Online researchers will find an improved search experience for the Archives holdings on the City of Richmond Archives’ website.
There are 5 entry points, depending on the type of record you are interested in, and each one has the option of Quick or Advanced searching.
The All Records search is just that, you have access to all the descriptions which are available online, from high level descriptions of particular fonds such as The Steveston Community Society fonds, to individual items, such as architectural drawings.
If you are looking for photographs only, use the Photos search pages. Both Advanced and Quick Search screens provide a “Digitized material only” checkbox, which will provide search results for those materials available as high resolution JPGs:
The Maps search pages have the same Advanced and Quick Search options, but also include a new graphic interface for browsing by geographic location. Click on “Map Search” and you will see 3 “clickable” maps: two for Planning Areas (one pre-1999 and one post-1999) and one which divides Richmond into Section, Block and Range squares (this is the survey system used in legal descriptions of property.) Use your mouse to hover over the area of Richmond you are interested in; clicking on any section will perform a search of the maps for that area.
The BC Packers search includes a large amount of photographs and maps digitized in 2007 which was presented as a Virtual Exhibit on our previous website. The new search interface will retrieve these records as well as other records of the BC Packers fonds.
A recent and large addition to our digitized holdings can be accessed from the Interurban Tram link. This consists of the images created by traction enthusiast Ted Clark. Over 5000 images can be found, either by keyword or content searching such as tram line or station.
Quick vs. Advanced Search
The quick and advanced search options, provided in the types of searches described above, both access the same information.
The advantage of the Quick Search is that any keyword or phrase will search a number of database fields simultaneously. For instance an All Records Quick Search for “garden” will retrieve records with the word “garden” in the description as well as “Garden City Road” in the title. If you find your search results are too lengthy there are ways to improve your search. Search Tips are instructions found on every search page which will help you construct a more focused search.
Use of the advanced search pages will give you even greater power to combine and limit searches. Each of the 5 Search areas will have Advanced Search fields particular to the type of record. Photos for instance has subject and name fields which can be searched, in combination or alone. The Interurban Tram advanced search has car number, tram line number and station fields.

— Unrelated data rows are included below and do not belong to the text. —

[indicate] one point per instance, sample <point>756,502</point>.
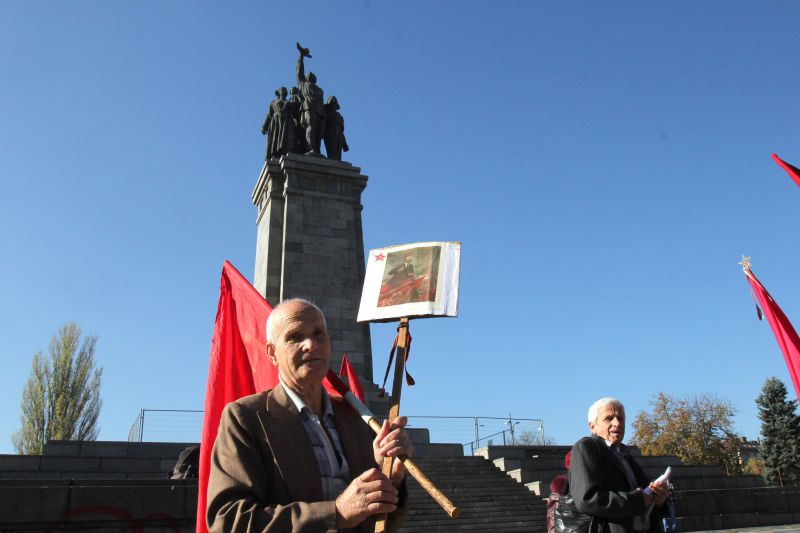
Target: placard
<point>411,280</point>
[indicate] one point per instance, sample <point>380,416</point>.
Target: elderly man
<point>293,458</point>
<point>605,481</point>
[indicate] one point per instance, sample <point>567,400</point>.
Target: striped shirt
<point>333,468</point>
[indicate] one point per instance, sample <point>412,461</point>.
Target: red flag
<point>347,371</point>
<point>785,334</point>
<point>238,366</point>
<point>792,170</point>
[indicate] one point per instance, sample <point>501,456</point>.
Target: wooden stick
<point>367,416</point>
<point>394,407</point>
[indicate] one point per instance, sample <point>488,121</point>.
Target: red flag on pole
<point>238,365</point>
<point>347,371</point>
<point>792,170</point>
<point>785,334</point>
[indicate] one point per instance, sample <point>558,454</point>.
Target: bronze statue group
<point>302,122</point>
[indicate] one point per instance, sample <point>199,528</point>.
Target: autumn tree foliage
<point>61,399</point>
<point>697,429</point>
<point>780,429</point>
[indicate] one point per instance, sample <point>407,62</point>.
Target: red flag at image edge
<point>238,365</point>
<point>792,170</point>
<point>785,333</point>
<point>347,371</point>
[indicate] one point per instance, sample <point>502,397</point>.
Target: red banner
<point>792,170</point>
<point>784,332</point>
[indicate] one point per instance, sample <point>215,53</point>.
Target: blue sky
<point>604,165</point>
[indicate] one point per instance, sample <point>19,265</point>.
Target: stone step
<point>488,499</point>
<point>100,505</point>
<point>18,465</point>
<point>163,450</point>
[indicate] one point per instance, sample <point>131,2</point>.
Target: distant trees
<point>698,429</point>
<point>780,429</point>
<point>61,399</point>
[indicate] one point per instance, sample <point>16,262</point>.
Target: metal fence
<point>472,432</point>
<point>166,425</point>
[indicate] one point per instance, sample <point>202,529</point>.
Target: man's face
<point>610,423</point>
<point>301,348</point>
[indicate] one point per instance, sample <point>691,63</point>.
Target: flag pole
<point>369,418</point>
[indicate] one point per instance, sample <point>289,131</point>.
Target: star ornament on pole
<point>745,262</point>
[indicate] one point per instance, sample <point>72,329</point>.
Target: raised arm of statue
<point>301,73</point>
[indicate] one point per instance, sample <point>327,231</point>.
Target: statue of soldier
<point>279,126</point>
<point>335,141</point>
<point>296,100</point>
<point>312,111</point>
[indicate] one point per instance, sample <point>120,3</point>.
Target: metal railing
<point>471,432</point>
<point>166,425</point>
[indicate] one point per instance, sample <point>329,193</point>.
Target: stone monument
<point>310,243</point>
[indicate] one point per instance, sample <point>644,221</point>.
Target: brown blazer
<point>264,475</point>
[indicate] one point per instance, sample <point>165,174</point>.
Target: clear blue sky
<point>603,164</point>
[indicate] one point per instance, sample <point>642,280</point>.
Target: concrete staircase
<point>106,486</point>
<point>123,486</point>
<point>97,460</point>
<point>488,499</point>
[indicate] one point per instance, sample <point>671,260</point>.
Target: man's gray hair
<point>271,324</point>
<point>599,404</point>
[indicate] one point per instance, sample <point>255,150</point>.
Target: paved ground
<point>769,529</point>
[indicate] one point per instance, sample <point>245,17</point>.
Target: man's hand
<point>393,441</point>
<point>368,494</point>
<point>660,492</point>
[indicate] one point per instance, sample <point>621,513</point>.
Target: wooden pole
<point>434,492</point>
<point>394,406</point>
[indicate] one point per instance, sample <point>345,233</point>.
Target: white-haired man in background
<point>605,481</point>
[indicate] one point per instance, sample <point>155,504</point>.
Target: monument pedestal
<point>310,245</point>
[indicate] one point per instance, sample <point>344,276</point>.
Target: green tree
<point>780,429</point>
<point>61,400</point>
<point>698,429</point>
<point>754,467</point>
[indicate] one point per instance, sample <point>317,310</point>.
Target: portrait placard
<point>411,280</point>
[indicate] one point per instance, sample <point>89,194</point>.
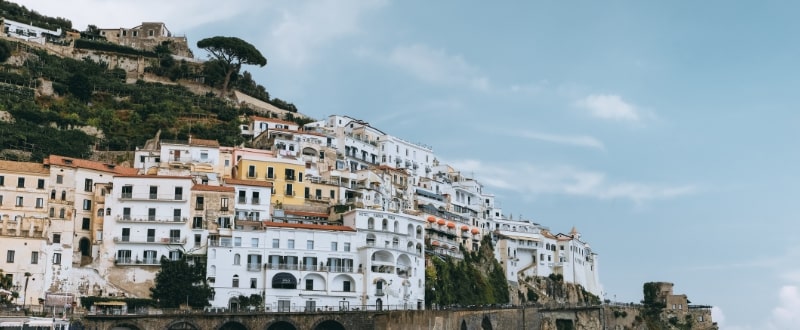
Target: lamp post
<point>25,297</point>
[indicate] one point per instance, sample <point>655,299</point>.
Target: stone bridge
<point>594,317</point>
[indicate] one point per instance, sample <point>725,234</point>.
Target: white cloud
<point>609,106</point>
<point>177,15</point>
<point>301,31</point>
<point>574,140</point>
<point>566,180</point>
<point>437,66</point>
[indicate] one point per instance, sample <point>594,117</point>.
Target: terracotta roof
<point>203,142</point>
<point>307,214</point>
<point>153,176</point>
<point>55,160</point>
<point>205,187</point>
<point>272,120</point>
<point>26,167</point>
<point>249,183</point>
<point>307,226</point>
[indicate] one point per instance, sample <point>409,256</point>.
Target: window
<point>150,257</point>
<point>127,191</point>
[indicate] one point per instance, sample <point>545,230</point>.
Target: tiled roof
<point>272,120</point>
<point>307,226</point>
<point>306,214</point>
<point>55,160</point>
<point>25,167</point>
<point>249,183</point>
<point>205,187</point>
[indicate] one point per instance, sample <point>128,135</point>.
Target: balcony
<point>150,218</point>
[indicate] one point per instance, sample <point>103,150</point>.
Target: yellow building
<point>285,172</point>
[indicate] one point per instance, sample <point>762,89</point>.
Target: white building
<point>391,252</point>
<point>27,32</point>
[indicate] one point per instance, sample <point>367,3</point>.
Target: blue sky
<point>662,130</point>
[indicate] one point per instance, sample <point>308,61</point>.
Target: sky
<point>661,130</point>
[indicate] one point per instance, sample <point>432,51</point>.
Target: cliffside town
<point>332,214</point>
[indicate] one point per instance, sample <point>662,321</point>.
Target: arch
<point>182,325</point>
<point>329,325</point>
<point>85,246</point>
<point>343,283</point>
<point>486,324</point>
<point>284,281</point>
<point>281,325</point>
<point>318,282</point>
<point>233,325</point>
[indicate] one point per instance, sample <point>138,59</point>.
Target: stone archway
<point>282,325</point>
<point>329,325</point>
<point>233,325</point>
<point>182,325</point>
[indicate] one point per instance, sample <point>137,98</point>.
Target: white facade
<point>27,32</point>
<point>391,251</point>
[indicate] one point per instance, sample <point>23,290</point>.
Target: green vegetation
<point>179,282</point>
<point>230,53</point>
<point>477,280</point>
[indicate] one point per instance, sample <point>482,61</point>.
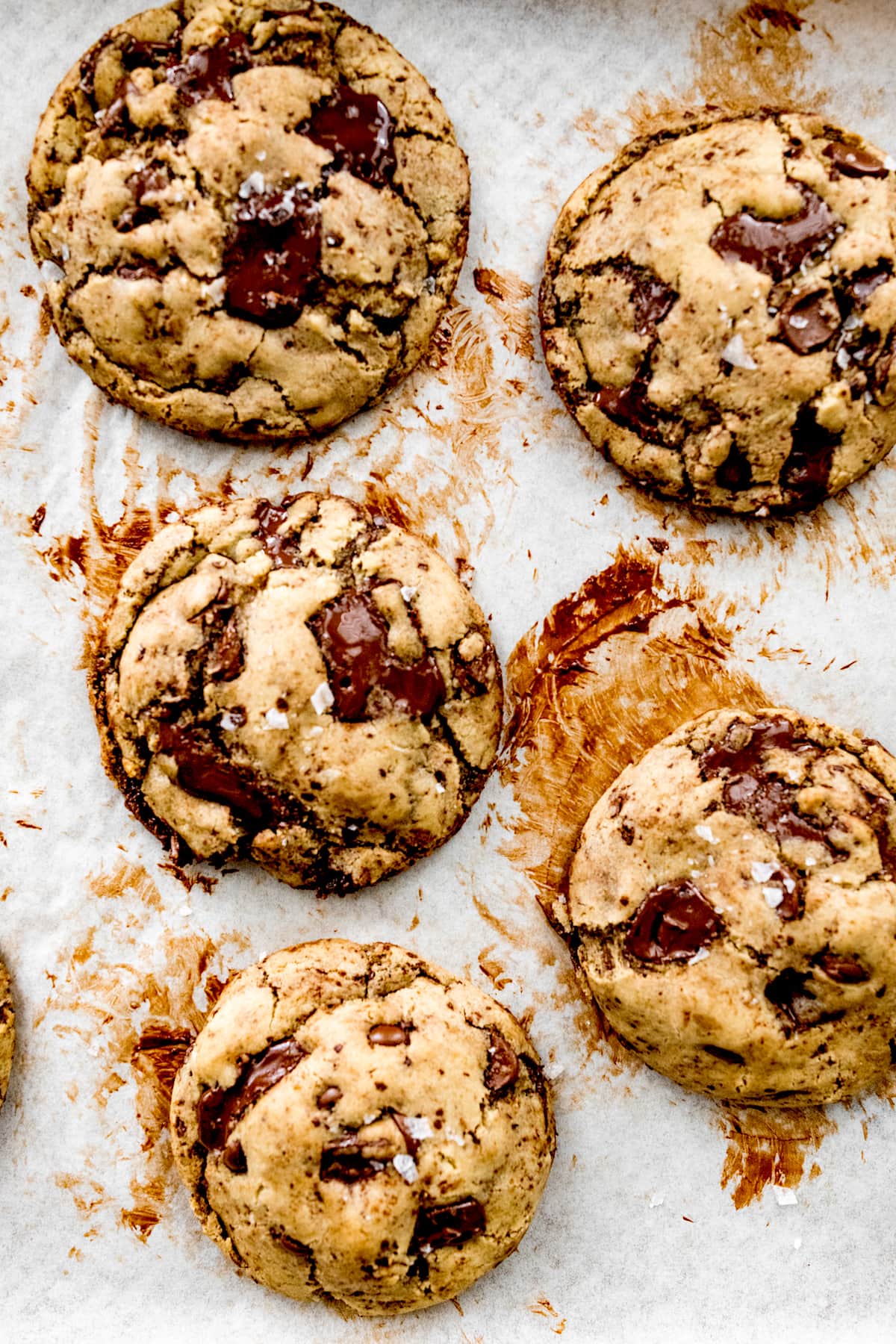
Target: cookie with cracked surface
<point>734,903</point>
<point>356,1124</point>
<point>302,685</point>
<point>254,214</point>
<point>7,1031</point>
<point>719,311</point>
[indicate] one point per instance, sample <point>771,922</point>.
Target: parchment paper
<point>637,1238</point>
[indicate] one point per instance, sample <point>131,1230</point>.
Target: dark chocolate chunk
<point>208,72</point>
<point>351,1159</point>
<point>447,1225</point>
<point>735,472</point>
<point>220,1109</point>
<point>358,131</point>
<point>633,409</point>
<point>778,246</point>
<point>652,299</point>
<point>202,769</point>
<point>809,319</point>
<point>808,467</point>
<point>388,1034</point>
<point>845,971</point>
<point>729,1057</point>
<point>354,638</point>
<point>790,994</point>
<point>504,1068</point>
<point>855,161</point>
<point>672,924</point>
<point>862,282</point>
<point>405,1130</point>
<point>273,260</point>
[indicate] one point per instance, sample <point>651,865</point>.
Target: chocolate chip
<point>208,72</point>
<point>351,1159</point>
<point>778,246</point>
<point>790,994</point>
<point>808,467</point>
<point>273,260</point>
<point>672,924</point>
<point>809,319</point>
<point>203,771</point>
<point>220,1109</point>
<point>388,1034</point>
<point>447,1225</point>
<point>855,161</point>
<point>845,971</point>
<point>354,638</point>
<point>358,131</point>
<point>735,472</point>
<point>503,1068</point>
<point>729,1057</point>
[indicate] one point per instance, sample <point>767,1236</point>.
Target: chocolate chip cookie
<point>302,685</point>
<point>356,1124</point>
<point>250,215</point>
<point>7,1031</point>
<point>734,900</point>
<point>719,311</point>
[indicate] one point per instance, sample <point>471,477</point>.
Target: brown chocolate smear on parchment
<point>136,1001</point>
<point>768,1147</point>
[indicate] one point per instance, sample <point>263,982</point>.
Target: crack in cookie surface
<point>242,196</point>
<point>301,685</point>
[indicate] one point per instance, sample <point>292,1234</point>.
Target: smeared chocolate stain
<point>136,1006</point>
<point>768,1147</point>
<point>509,297</point>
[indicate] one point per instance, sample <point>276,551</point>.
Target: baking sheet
<point>660,1219</point>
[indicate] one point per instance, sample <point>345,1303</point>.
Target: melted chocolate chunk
<point>220,1109</point>
<point>729,1057</point>
<point>504,1068</point>
<point>808,467</point>
<point>274,257</point>
<point>349,1159</point>
<point>632,409</point>
<point>388,1034</point>
<point>809,319</point>
<point>790,994</point>
<point>354,638</point>
<point>778,246</point>
<point>672,924</point>
<point>750,791</point>
<point>358,131</point>
<point>447,1225</point>
<point>853,161</point>
<point>405,1130</point>
<point>862,282</point>
<point>141,184</point>
<point>652,299</point>
<point>208,72</point>
<point>202,769</point>
<point>845,971</point>
<point>735,472</point>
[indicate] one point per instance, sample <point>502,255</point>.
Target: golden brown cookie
<point>719,309</point>
<point>250,215</point>
<point>359,1125</point>
<point>302,685</point>
<point>734,900</point>
<point>7,1031</point>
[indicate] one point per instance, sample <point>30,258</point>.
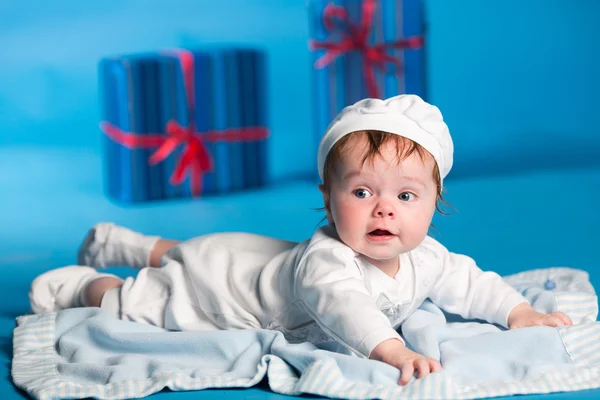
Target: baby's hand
<point>394,353</point>
<point>523,315</point>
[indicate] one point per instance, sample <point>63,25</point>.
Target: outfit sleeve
<point>331,288</point>
<point>463,288</point>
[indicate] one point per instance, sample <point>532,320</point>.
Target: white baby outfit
<point>318,289</point>
<point>311,291</point>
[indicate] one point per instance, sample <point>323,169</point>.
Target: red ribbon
<point>355,38</point>
<point>195,157</point>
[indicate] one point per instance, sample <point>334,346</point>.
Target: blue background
<point>517,81</point>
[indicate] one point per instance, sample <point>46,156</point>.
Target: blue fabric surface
<point>85,352</point>
<point>507,223</point>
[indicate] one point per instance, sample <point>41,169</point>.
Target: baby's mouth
<point>380,232</point>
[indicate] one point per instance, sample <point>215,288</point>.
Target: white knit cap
<point>406,115</point>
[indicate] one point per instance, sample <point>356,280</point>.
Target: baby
<point>382,163</point>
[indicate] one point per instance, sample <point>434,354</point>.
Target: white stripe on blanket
<point>84,352</point>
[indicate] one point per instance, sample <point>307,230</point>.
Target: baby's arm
<point>330,287</point>
<point>396,354</point>
<point>524,315</point>
<point>463,288</point>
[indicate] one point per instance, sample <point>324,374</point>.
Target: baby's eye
<point>362,193</point>
<point>406,196</point>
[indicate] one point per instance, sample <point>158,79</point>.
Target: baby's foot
<point>110,245</point>
<point>61,288</point>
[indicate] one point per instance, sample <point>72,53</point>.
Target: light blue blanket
<point>84,352</point>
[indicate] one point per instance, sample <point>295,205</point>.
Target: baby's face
<point>382,209</point>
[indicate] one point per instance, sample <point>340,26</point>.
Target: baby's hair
<point>376,140</point>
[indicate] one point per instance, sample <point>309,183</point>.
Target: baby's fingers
<point>422,366</point>
<point>564,318</point>
<point>434,365</point>
<point>406,372</point>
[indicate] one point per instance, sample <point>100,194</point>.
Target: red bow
<point>195,157</point>
<point>355,37</point>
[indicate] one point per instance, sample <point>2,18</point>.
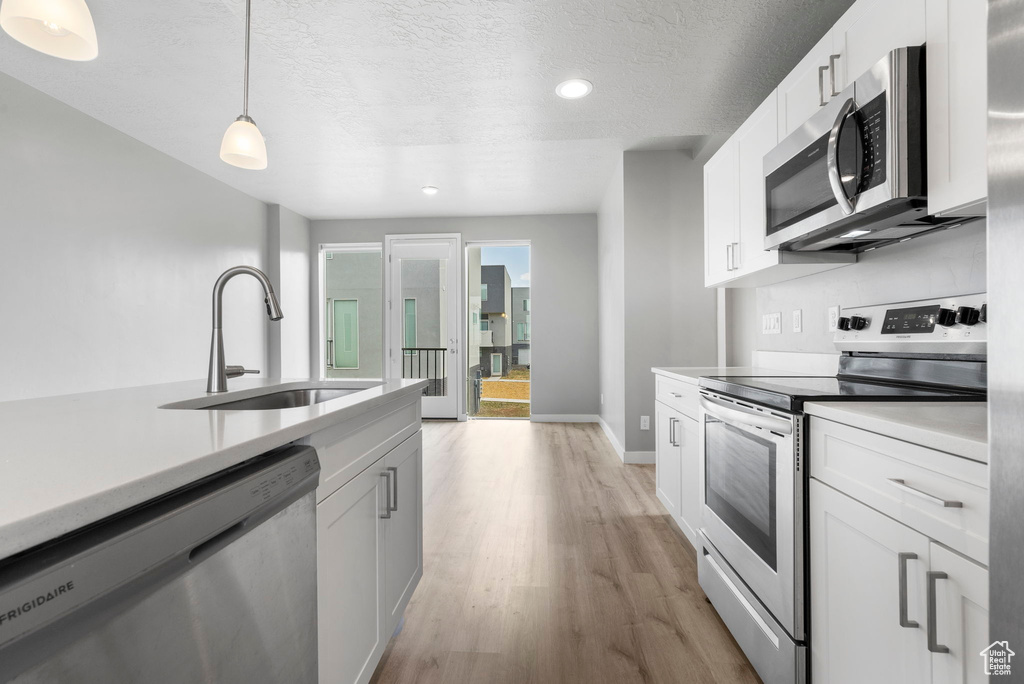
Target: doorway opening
<point>498,355</point>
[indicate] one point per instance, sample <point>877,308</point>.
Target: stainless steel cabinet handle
<point>394,483</point>
<point>903,622</point>
<point>832,74</point>
<point>903,486</point>
<point>933,640</point>
<point>387,487</point>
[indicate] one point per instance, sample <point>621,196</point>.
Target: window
<point>344,345</point>
<point>410,324</point>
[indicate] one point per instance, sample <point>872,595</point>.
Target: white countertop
<point>954,427</point>
<point>70,461</point>
<point>690,375</point>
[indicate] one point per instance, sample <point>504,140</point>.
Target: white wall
<point>563,283</point>
<point>611,300</point>
<point>949,262</point>
<point>288,267</point>
<point>670,315</point>
<point>110,252</point>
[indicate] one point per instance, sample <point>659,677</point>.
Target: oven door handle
<point>729,414</point>
<point>833,158</point>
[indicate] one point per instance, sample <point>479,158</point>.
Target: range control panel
<point>950,325</point>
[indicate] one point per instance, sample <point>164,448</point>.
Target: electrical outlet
<point>771,324</point>
<point>833,318</point>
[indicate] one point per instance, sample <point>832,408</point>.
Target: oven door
<point>753,501</point>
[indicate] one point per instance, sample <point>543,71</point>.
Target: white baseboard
<point>564,418</point>
<point>638,458</point>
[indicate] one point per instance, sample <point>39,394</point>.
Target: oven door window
<point>740,486</point>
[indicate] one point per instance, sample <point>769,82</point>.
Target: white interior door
<point>424,337</point>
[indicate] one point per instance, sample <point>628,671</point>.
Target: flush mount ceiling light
<point>57,28</point>
<point>243,144</point>
<point>573,88</point>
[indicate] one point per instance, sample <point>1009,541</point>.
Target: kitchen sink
<point>281,397</point>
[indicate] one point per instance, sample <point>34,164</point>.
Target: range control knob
<point>946,317</point>
<point>968,315</point>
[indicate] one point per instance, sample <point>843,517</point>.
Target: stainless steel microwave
<point>853,176</point>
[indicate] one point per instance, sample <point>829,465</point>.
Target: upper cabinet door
<point>756,137</point>
<point>957,101</point>
<point>869,30</point>
<point>805,89</point>
<point>721,213</point>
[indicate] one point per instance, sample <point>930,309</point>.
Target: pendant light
<point>57,28</point>
<point>243,144</point>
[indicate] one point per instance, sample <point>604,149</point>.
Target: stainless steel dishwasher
<point>213,583</point>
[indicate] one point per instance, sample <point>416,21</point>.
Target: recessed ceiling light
<point>573,88</point>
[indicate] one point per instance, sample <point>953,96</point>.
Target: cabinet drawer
<point>906,482</point>
<point>347,449</point>
<point>676,394</point>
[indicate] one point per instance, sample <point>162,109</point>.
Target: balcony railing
<point>427,364</point>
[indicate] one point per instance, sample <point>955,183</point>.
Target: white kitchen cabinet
<point>871,29</point>
<point>734,212</point>
<point>688,516</point>
<point>957,107</point>
<point>961,617</point>
<point>403,529</point>
<point>350,579</point>
<point>856,559</point>
<point>721,175</point>
<point>667,458</point>
<point>805,89</point>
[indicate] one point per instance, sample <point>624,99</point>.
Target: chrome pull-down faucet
<point>217,380</point>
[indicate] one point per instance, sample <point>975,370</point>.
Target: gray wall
<point>563,265</point>
<point>110,253</point>
<point>288,267</point>
<point>357,275</point>
<point>949,262</point>
<point>654,308</point>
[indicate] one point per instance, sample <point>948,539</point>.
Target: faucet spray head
<point>272,307</point>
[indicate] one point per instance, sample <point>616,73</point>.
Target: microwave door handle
<point>730,414</point>
<point>833,158</point>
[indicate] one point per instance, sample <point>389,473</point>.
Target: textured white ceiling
<point>364,101</point>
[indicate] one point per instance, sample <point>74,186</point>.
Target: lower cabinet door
<point>868,608</point>
<point>689,477</point>
<point>961,623</point>
<point>403,530</point>
<point>667,457</point>
<point>350,579</point>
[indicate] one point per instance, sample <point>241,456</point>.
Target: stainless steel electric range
<point>753,538</point>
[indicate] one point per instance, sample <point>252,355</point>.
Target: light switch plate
<point>833,318</point>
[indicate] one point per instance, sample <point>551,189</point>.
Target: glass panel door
<point>423,321</point>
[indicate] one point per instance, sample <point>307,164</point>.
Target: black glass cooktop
<point>790,392</point>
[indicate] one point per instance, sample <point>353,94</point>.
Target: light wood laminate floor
<point>547,560</point>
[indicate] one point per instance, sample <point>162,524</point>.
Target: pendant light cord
<point>245,97</point>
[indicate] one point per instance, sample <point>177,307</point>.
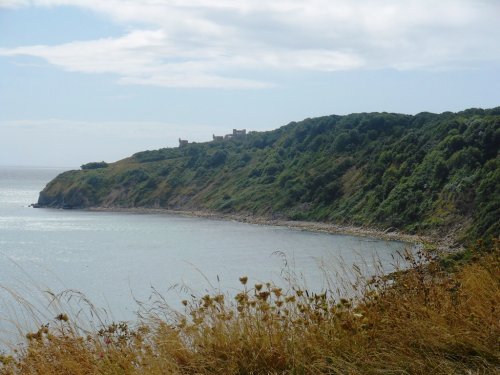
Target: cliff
<point>428,173</point>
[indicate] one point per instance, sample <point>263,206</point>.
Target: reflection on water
<point>115,257</point>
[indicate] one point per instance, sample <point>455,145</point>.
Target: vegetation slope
<point>428,173</point>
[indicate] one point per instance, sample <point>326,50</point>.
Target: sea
<point>121,264</point>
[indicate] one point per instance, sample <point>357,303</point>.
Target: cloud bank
<point>230,43</point>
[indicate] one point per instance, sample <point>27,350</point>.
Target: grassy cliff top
<point>427,173</point>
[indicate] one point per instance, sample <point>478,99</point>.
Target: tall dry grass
<point>425,320</point>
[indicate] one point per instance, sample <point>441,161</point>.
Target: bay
<point>115,258</point>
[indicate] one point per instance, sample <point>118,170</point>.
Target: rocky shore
<point>390,234</point>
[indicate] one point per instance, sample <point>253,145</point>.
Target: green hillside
<point>426,173</point>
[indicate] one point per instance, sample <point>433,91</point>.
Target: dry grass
<point>421,321</point>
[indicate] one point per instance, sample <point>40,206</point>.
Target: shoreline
<point>310,226</point>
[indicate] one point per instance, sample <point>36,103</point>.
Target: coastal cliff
<point>427,173</point>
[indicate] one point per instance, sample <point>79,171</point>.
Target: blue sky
<point>88,80</point>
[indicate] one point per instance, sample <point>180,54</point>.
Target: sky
<point>92,80</point>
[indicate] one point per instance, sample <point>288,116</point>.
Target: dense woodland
<point>428,173</point>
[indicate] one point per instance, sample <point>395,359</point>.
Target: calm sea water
<point>116,257</point>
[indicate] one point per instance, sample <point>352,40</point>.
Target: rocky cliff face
<point>423,173</point>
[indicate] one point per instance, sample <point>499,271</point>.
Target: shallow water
<point>116,257</point>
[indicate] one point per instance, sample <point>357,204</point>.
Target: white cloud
<point>215,43</point>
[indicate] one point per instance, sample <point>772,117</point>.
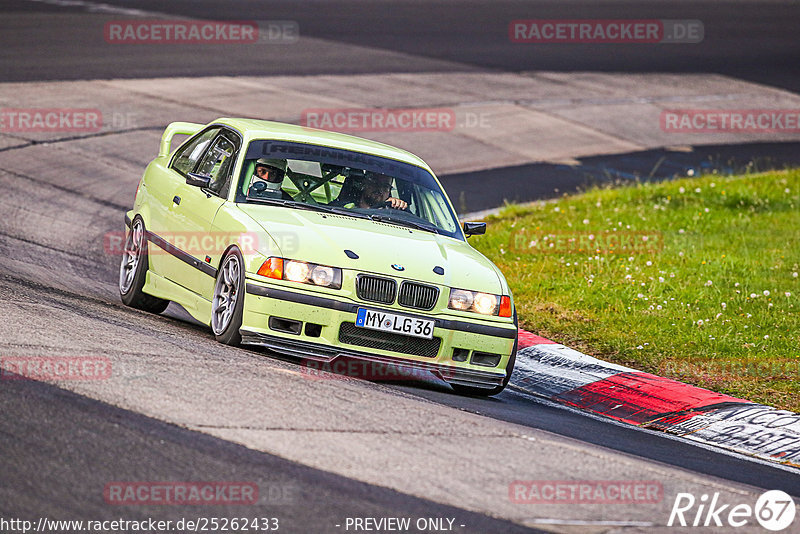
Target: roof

For many of the advanced search fields, terms used in them are very specific. For these fields you need to click on the link beside the field to browse a list of terms, then choose the terms you would like to use:
For really precise search results keywords and terms can be used in combination by using the AND / OR / NOT option for any field (this is called a Boolean search). For instance, the following example will search for all photographs with the subject term “British Columbia Electric Railway”, excluding those which are part of the Ted Clark fonds:
Reference Files and Biography Files
You will notice that you can no longer search Reference Files and Biography Files on their individual pages on the City of Richmond Archives’ website. This is because they have now been incorporated into the new Archives search page along with the rest of the fonds/collection/series. Simply use the above search tips to locate the record(s) you are interested in.
Other New Features
If you would like to create a list of your search results just flag each record “Add to List” as you go. Once you are done searching, go to “View Selection’s” near the top of the page you are working in. Your list is automatically generated and can be emailed, saved to your home computer, or printed out on your printer.